Sad commentary on the state of Catholic schools, but great comments except for the suggestions of “choice of activity” and debate. A wise spiritual director once amended my thinking, as he asserted there is no argument for abortion—there is no “pro” position that withstands the objective truth that induced abortion is always murder. How to help women in crisis pregnancies or what society can do to turn around faulty rationale are open to dialogue and debate. As for providing students the option of a corporeal work of mercy is rather than listen to this speaker still misses the larger objective: education. This is obviously sorely needed, as these students—by their demonstration—expressed their lack of a yi comprehensive understanding of abortion—not just as evil—but all of the realities of the procedures and aftermath—lifelong consequences. Yet, an option might have been individual library research that demonstrated a better grasp of those risks, spiritually, emotionally, and physically. Finally, that this walk out caused scandal—for whom? Jesus Christ experienced numerous walk always but still affirmed truth. At least we know who needs our prayers.
Why all this “tolerance” of people protesting on Church property, in support of murder. Please, stop this acceptance of things divisive, destructive, and evil. This is the Church we are talking about! Defend Her, Protect Her, Boldly make our Biblical stand. Expel these students. Closet smokers don’t get as much tolerance.
Abortion is certainly one of the great spiritual battles of our time, and the devil seems to be winning many to his side.
In Ephesians 6:12,St. Paul writes: “For we are not contending with flesh and blood, but against the principalities, against the powers, against the world rulers of this present darkness, against the spiritual hosts of wickedness in heavenly places.”
In John 8:42-47 Jesus said this to a group who opposed Him: 42 “If God were your Father, you would love me, for I have come here from God. I have not come on my own; God sent me. 43 Why is my language not clear to you? Because you are unable to hear what I say. 44 You belong to your father, the devil, and you want to carry out your father’s desires. He was a murderer from the beginning, not holding to the truth, for there is no truth in him. When he lies, he speaks his native language, for he is a liar and the father of lies. 45 Yet because I tell the truth, you do not believe me! 46 Can any of you prove me guilty of sin? If I am telling the truth, why don’t you believe me? 47 Whoever belongs to God hears what God says. The reason you do not hear is that you do not belong to God.”

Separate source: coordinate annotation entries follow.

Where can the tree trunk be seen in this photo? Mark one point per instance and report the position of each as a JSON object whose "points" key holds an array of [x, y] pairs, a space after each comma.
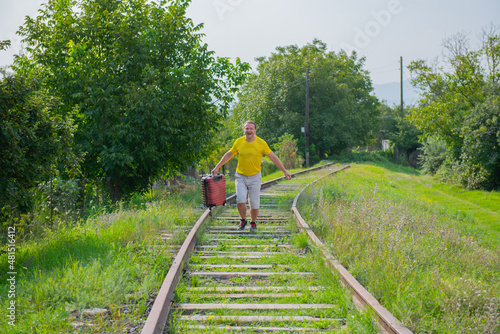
{"points": [[114, 188]]}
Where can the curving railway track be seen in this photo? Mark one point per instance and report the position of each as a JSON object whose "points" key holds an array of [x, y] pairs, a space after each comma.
{"points": [[225, 280]]}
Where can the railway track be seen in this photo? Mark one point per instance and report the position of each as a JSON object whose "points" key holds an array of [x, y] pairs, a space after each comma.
{"points": [[225, 280]]}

And in St. Faustina’s Dairy (#1276) there is this:
“At eight o’clock, I was seized with such violent pains that I had to go to bed at once. I was convulsed with pain for three hours; that is, until eleven o’clock at night. At times, the pains that caused me to lose consciousness.
“Jesus had me realize that in this way, I took part in His Agony in the garden, and that He Himself allowed these sufferings in order to offer reparation to God for the souls murdered in the wombs of mothers.”
“If only I could save even one soul from murder by means of these sufferings!”